Craig, these are very impressive studies. For me your examination of the Sunday Programme throws up more questions than it answers.
Firstly, you’ve shown that the BBC plainly has ‘attitude’. The preponderance of voices from the liberal arm of the Catholic Church (Tablet) and the focus on the child abuse issue are undoubtedly biases, but if bias is inevitable, and it surely is, this is a bias which suits me.
Much has been written about the impossibility, nay the undesirability of achieving scrupulous impartiality, in news reporting and life in general. There are morals and fundamental principles involved. We talk about the Judeo Christian tradition, I suppose we mean ‘right and wrong,’ and we wouldn’t want ‘evil’ being given equal merit with ‘righteousness’, now, would we?
Anyway, when we complain about unfair bias, someone will always be ready to accuse us of not wanting impartiality at all, just our brand of bias. And, to a certain extent that’s true.
The Sunday programme may have legitimate reasons not to be impartial. It might not set out to give all sides of every story. It might just exist to reflect society’s musings on religious issues. Having said that, when it strays into areas I find startling, it does make one question its raison d’etre. Areas such as its BBC-like prejudice against Israel, which it would probably deny, and even worse, its undeniable lack of interest - until last week - in the plight of Christians in the Middle East, post (the so-called) Arab Spring.
So, while I personally applaud its bias towards the liberal arm of the Catholic religion as opposed to the psychologically destructive illiberal, conservative arm of Catholicism (I spent some time in Eire when the abuse story was struggling to get out) I can well see that conservative Catholics might have a problem with this particular bias.
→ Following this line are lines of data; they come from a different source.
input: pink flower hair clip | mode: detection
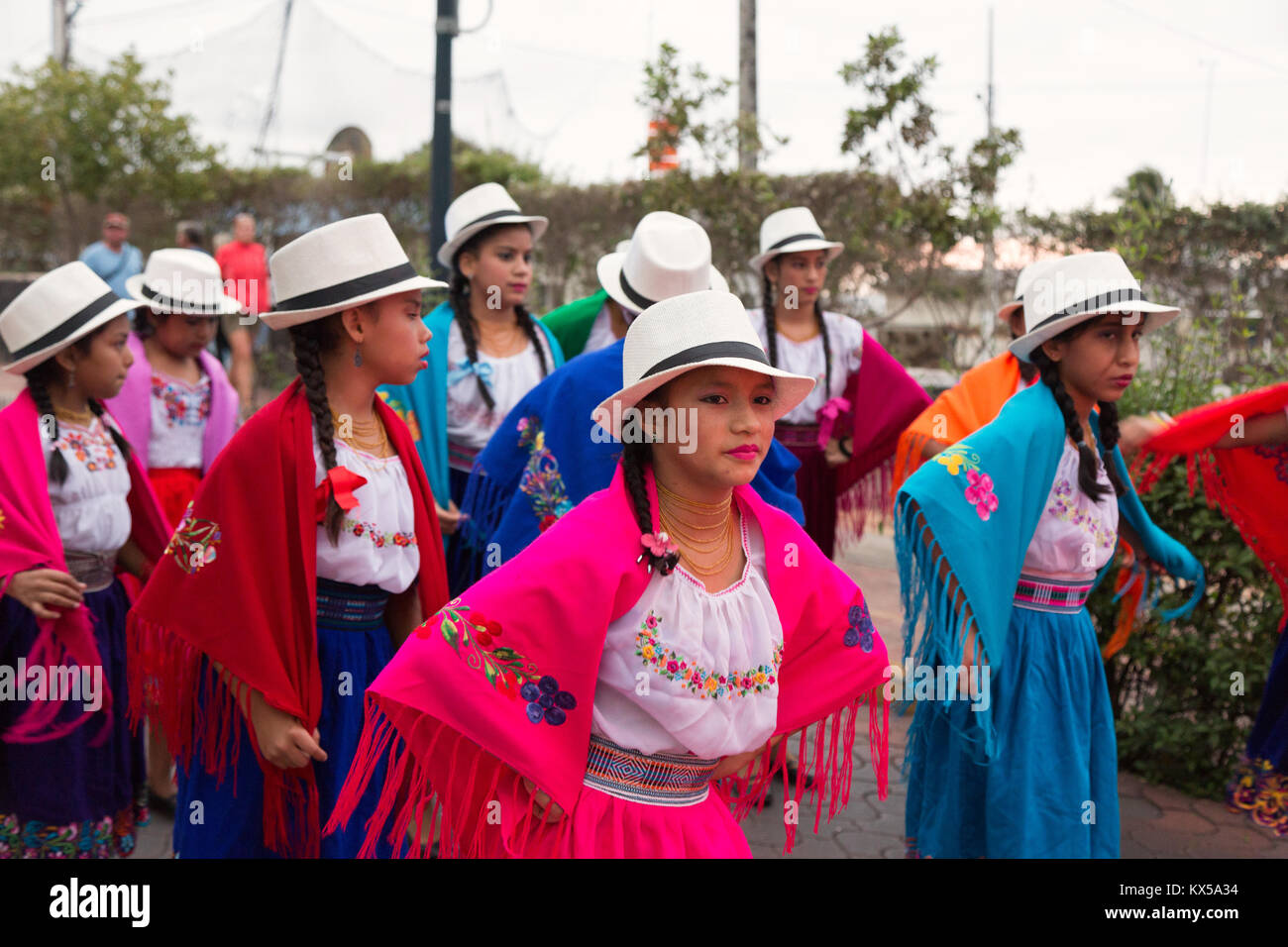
[635,532,680,576]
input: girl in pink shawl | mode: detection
[327,291,888,858]
[107,249,242,813]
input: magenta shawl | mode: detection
[107,333,237,474]
[327,468,889,856]
[0,390,170,743]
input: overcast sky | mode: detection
[0,0,1288,210]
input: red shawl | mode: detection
[129,378,447,857]
[1140,381,1288,611]
[0,390,170,743]
[836,330,930,540]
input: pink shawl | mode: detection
[107,333,237,474]
[327,468,889,856]
[0,390,170,743]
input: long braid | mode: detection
[1029,349,1118,501]
[1096,401,1127,496]
[814,299,832,401]
[290,317,344,546]
[26,370,68,485]
[622,441,679,576]
[89,398,130,464]
[447,267,494,411]
[514,305,550,377]
[760,273,778,368]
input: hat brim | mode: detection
[750,237,845,273]
[259,275,447,329]
[590,359,818,440]
[438,214,550,269]
[125,273,245,318]
[595,253,729,312]
[4,299,139,374]
[1008,300,1181,362]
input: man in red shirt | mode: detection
[215,214,271,414]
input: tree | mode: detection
[0,53,216,265]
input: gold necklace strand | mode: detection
[661,513,737,576]
[656,480,733,513]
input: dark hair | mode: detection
[760,264,832,398]
[1029,320,1126,501]
[290,313,344,546]
[622,385,680,576]
[23,325,130,484]
[447,224,550,411]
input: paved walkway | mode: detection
[138,533,1288,858]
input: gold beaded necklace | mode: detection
[657,483,738,576]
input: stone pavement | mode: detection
[137,532,1288,858]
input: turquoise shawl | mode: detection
[377,303,564,509]
[896,384,1205,759]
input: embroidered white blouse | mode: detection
[149,371,210,469]
[313,432,420,595]
[42,417,130,553]
[1024,438,1118,579]
[591,499,783,759]
[447,320,554,461]
[747,309,863,424]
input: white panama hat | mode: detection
[125,248,246,316]
[595,210,729,312]
[591,290,816,438]
[751,207,845,273]
[997,257,1060,320]
[259,214,447,329]
[438,181,550,269]
[1010,253,1181,362]
[0,261,139,374]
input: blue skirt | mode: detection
[906,594,1118,858]
[0,579,149,858]
[174,579,394,858]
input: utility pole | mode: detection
[738,0,757,171]
[429,0,460,279]
[982,7,999,356]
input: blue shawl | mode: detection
[377,303,569,509]
[896,384,1205,759]
[461,340,805,582]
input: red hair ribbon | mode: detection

I think Sunday is a kind of Magazine programme, and the material it selects inevitably reflects the general BBC mindset.
On the whole the BBC’s liberal lefty bias itself is not exactly what I have a problem with, but I do object to its emphatic denials that such a thing exists, and the stupid ill-thought out claims that ‘impartiality is in its genes’.
The area which should be balanced and thorough, in accord with its reputation and its charter obligations, is the BBC's news reporting, and this is certainly not the case. It is full of editorial choices, omissions, half-stories and unbalanced voices. We should keep on pointing this out.
Your detailed examinations of this kind are fandabidozy.